Oh, I will rebut this one.

i was an OIF I Infantry companay commander. Redeployed summer of '03, went on AC/RC duty and 12 months later was on an AST (later MiTT) from Jan 2005 to Jan 2006. Spent my 12 months training e-brigades for Iraq. That being said, I will now rail against the RC/NG MiTT guys.

When the Army resourced institutional training divisions to be MiTT's they went further back than the third string. When you have guys who have not been on active duty beyond PME or AT since Nixon was President, you have a problem. Furthermore, these guys constantly chnage MOS's for promotion they really don't know any very well. Example, you are a QM/trand/OD/MSC officer, get career course qualified, then a couple years down the road take the Infantry Captains career course by correspondance and get 11A as an additional skill identifier. The guy goes to Iraq, switches out collar insignia, has his reserve unit buddies staffing MNSTC-I to put him in charge of an Infantry battalion team. damn near gets evrybody killed in Ramadi. NCO's who are 55 years old, night blind, and haven't spent any time in the field (because they are TRADOC backfills) in 15 years. He doesn't know how to work anything on the team because he couldn't retain anything taught to him in the train-up. The reservists made a mess of the intial training program. I had a battalion team chief tell me staright out of the chute that the priorities were teaching the Iraqi's key control, a PY program, and helping them develop an OER system. I poinjted out that we weren't over there teach SIDPERS, MFT, or key control. that is what those jackasses thought we should be focusing on, never mind battle drills, marksmanship, basiic maintenance and actual leadership classes.

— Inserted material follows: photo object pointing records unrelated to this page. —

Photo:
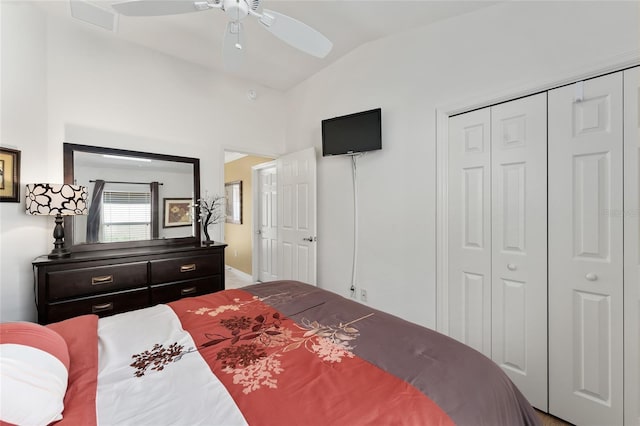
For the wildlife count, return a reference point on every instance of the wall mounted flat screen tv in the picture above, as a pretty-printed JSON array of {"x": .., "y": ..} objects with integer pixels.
[{"x": 353, "y": 133}]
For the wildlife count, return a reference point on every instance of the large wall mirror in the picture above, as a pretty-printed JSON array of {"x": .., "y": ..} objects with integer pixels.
[{"x": 135, "y": 198}]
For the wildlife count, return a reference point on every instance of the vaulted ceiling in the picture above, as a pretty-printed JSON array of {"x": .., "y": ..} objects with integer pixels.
[{"x": 198, "y": 37}]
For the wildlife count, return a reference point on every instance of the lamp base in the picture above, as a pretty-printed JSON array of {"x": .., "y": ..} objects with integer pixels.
[
  {"x": 59, "y": 249},
  {"x": 58, "y": 253}
]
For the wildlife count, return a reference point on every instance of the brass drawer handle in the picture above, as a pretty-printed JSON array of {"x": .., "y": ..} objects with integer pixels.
[
  {"x": 188, "y": 268},
  {"x": 101, "y": 308},
  {"x": 106, "y": 279},
  {"x": 188, "y": 290}
]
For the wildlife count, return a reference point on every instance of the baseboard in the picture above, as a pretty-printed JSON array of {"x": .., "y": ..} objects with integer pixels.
[{"x": 238, "y": 272}]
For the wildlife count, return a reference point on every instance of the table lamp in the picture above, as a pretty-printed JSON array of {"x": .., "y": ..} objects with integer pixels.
[{"x": 56, "y": 200}]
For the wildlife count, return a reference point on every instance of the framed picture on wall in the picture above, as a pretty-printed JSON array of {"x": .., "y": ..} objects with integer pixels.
[
  {"x": 233, "y": 194},
  {"x": 177, "y": 212},
  {"x": 9, "y": 175}
]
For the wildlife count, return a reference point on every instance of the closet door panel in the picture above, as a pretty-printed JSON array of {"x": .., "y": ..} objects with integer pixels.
[
  {"x": 469, "y": 272},
  {"x": 519, "y": 243},
  {"x": 585, "y": 251},
  {"x": 632, "y": 245}
]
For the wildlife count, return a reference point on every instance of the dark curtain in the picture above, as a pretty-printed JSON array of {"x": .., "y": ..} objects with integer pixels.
[
  {"x": 154, "y": 211},
  {"x": 93, "y": 219}
]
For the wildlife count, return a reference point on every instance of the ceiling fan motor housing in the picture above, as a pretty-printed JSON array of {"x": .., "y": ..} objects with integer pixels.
[{"x": 239, "y": 9}]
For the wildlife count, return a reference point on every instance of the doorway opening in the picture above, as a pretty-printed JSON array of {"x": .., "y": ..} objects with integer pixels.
[{"x": 241, "y": 224}]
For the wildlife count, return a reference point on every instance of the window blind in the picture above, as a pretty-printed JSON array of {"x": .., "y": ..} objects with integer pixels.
[{"x": 126, "y": 216}]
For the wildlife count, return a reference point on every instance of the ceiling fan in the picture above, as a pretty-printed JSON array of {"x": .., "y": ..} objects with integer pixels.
[{"x": 289, "y": 30}]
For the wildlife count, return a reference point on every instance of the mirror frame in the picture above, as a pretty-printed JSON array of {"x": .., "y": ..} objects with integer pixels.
[{"x": 70, "y": 149}]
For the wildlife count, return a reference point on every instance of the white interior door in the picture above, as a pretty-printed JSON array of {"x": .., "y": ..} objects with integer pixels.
[
  {"x": 519, "y": 243},
  {"x": 297, "y": 216},
  {"x": 469, "y": 274},
  {"x": 267, "y": 222},
  {"x": 632, "y": 245},
  {"x": 585, "y": 252}
]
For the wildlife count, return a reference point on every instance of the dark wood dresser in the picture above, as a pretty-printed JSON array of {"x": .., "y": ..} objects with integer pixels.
[{"x": 107, "y": 282}]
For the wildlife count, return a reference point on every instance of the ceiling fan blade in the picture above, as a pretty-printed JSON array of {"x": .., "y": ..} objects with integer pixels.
[
  {"x": 157, "y": 7},
  {"x": 297, "y": 34},
  {"x": 233, "y": 45}
]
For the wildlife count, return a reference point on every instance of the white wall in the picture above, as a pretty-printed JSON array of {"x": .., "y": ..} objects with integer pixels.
[
  {"x": 409, "y": 76},
  {"x": 58, "y": 77}
]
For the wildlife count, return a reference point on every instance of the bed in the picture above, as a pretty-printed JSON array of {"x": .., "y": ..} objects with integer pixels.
[{"x": 273, "y": 353}]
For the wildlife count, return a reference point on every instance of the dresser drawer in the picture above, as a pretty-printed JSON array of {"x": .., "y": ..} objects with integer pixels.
[
  {"x": 185, "y": 268},
  {"x": 108, "y": 304},
  {"x": 100, "y": 279},
  {"x": 165, "y": 293}
]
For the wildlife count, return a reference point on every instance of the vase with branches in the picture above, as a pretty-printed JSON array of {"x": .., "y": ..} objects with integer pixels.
[{"x": 211, "y": 212}]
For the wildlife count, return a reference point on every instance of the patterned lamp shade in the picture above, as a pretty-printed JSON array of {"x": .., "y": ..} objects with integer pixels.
[{"x": 52, "y": 199}]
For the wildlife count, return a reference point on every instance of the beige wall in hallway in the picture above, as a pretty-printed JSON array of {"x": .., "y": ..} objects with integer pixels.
[{"x": 238, "y": 237}]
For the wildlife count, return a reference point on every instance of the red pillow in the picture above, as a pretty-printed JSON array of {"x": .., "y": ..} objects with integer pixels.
[{"x": 34, "y": 368}]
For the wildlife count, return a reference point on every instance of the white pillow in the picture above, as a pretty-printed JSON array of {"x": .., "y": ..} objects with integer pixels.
[{"x": 34, "y": 369}]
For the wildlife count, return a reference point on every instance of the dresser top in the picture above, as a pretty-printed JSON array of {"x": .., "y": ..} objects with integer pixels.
[{"x": 92, "y": 255}]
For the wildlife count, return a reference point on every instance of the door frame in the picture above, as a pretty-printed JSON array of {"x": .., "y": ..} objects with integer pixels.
[
  {"x": 445, "y": 111},
  {"x": 220, "y": 187},
  {"x": 255, "y": 247}
]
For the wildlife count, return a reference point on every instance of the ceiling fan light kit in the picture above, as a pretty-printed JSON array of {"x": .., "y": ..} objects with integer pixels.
[{"x": 293, "y": 32}]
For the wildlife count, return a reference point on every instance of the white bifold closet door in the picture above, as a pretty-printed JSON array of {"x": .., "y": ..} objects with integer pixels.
[
  {"x": 519, "y": 244},
  {"x": 632, "y": 245},
  {"x": 469, "y": 276},
  {"x": 585, "y": 252},
  {"x": 497, "y": 238}
]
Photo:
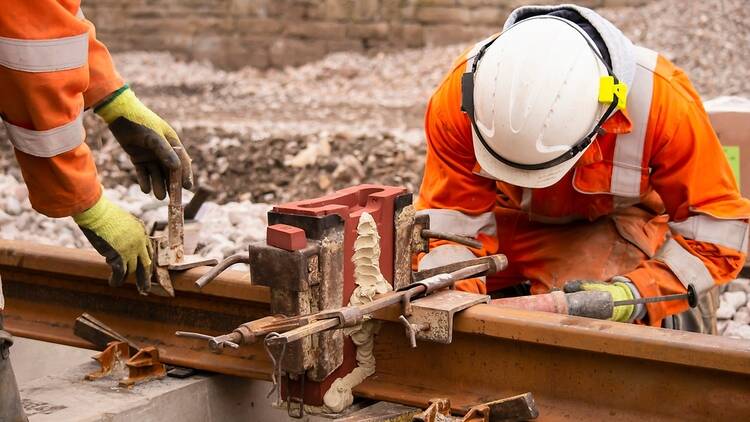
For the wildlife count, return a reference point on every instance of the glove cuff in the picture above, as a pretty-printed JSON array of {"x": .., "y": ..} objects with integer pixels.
[
  {"x": 103, "y": 109},
  {"x": 94, "y": 214},
  {"x": 639, "y": 312}
]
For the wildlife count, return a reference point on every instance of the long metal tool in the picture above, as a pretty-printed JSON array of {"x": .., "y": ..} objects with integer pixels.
[
  {"x": 690, "y": 296},
  {"x": 169, "y": 245},
  {"x": 353, "y": 315}
]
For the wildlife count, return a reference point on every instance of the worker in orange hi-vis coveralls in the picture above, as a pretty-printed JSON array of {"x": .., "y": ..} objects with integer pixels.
[
  {"x": 589, "y": 162},
  {"x": 52, "y": 68}
]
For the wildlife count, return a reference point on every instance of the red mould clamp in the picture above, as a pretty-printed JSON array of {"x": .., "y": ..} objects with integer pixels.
[{"x": 286, "y": 237}]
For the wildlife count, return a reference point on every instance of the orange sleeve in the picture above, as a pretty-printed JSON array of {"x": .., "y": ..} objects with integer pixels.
[
  {"x": 691, "y": 174},
  {"x": 66, "y": 183},
  {"x": 103, "y": 77},
  {"x": 449, "y": 182}
]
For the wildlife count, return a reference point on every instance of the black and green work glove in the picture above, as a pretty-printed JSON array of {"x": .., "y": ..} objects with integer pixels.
[
  {"x": 120, "y": 238},
  {"x": 153, "y": 146},
  {"x": 620, "y": 288}
]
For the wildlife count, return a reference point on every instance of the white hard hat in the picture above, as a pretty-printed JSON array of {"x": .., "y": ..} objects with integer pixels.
[{"x": 533, "y": 96}]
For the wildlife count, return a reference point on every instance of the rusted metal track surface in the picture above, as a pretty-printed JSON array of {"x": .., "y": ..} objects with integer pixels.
[{"x": 578, "y": 369}]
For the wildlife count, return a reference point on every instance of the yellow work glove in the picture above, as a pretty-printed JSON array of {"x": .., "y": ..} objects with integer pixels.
[
  {"x": 152, "y": 144},
  {"x": 120, "y": 238},
  {"x": 619, "y": 291}
]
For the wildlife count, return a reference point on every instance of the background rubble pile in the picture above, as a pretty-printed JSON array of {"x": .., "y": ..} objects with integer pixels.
[
  {"x": 734, "y": 309},
  {"x": 272, "y": 136}
]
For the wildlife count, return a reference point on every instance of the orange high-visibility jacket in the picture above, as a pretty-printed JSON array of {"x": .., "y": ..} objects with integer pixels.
[
  {"x": 51, "y": 68},
  {"x": 661, "y": 152}
]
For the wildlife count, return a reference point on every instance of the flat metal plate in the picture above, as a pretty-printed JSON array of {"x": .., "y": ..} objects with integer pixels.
[
  {"x": 192, "y": 261},
  {"x": 438, "y": 309}
]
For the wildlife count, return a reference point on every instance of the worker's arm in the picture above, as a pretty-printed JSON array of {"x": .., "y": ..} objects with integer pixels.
[
  {"x": 457, "y": 200},
  {"x": 708, "y": 217},
  {"x": 103, "y": 76},
  {"x": 43, "y": 74}
]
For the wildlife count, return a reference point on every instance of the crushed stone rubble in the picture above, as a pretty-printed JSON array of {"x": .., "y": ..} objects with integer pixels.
[{"x": 260, "y": 137}]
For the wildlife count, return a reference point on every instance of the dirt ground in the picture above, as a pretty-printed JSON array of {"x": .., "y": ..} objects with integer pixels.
[{"x": 295, "y": 133}]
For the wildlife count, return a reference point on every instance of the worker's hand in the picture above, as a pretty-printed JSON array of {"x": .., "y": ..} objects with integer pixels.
[
  {"x": 152, "y": 144},
  {"x": 120, "y": 238},
  {"x": 618, "y": 289}
]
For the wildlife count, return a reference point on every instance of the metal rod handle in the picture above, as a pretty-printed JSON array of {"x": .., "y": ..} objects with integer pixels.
[
  {"x": 690, "y": 296},
  {"x": 463, "y": 240}
]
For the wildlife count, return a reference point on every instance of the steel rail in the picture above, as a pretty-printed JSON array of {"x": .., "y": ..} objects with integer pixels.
[{"x": 577, "y": 368}]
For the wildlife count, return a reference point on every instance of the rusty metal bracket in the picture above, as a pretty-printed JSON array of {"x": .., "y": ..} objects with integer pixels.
[
  {"x": 295, "y": 405},
  {"x": 144, "y": 366},
  {"x": 517, "y": 408},
  {"x": 116, "y": 353},
  {"x": 438, "y": 410},
  {"x": 436, "y": 311}
]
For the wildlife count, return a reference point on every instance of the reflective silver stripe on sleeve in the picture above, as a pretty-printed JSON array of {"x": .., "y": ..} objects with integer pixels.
[
  {"x": 704, "y": 228},
  {"x": 456, "y": 222},
  {"x": 628, "y": 156},
  {"x": 44, "y": 55},
  {"x": 688, "y": 268},
  {"x": 47, "y": 143}
]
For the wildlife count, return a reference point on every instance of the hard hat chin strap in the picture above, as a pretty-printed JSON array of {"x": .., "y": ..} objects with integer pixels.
[{"x": 467, "y": 106}]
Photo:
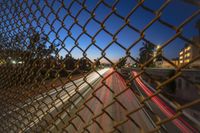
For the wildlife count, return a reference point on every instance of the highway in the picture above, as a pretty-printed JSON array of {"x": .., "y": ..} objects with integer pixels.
[
  {"x": 107, "y": 111},
  {"x": 179, "y": 122},
  {"x": 30, "y": 113},
  {"x": 99, "y": 103}
]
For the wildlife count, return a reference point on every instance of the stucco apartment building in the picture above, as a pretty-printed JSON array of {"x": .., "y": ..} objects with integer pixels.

The 98th DIV was a football bat and so was the 80th DIV. The guys from MTO&E units from the NG was considerably better than the federal reservists from the IT divs. The problem with the NG guys was what they did in their states. Guys who were working in their MOS's were pretty god, especially after getting brought up to speed on equipment. The guys they got out of IG offices and such ahd some issues. There were alot of RC people badge hunting, and they were doing at the expense of the mission. I can give examples, but I will give two. Two Army Reserve LTC's got promoted to COL while over there. The reservists I worked with pointed out that these guys only got promoted because they volunteered to stay in Iraq. One of them had to be forcibly sedated by a Navy corpsman when he lost it at his camp in southern Iraq. The Army Reserve messed the ISF up and I said in 2005 when I was over there that their incompetence probably put the Iraqi's 9 to 12 months behind where they could be.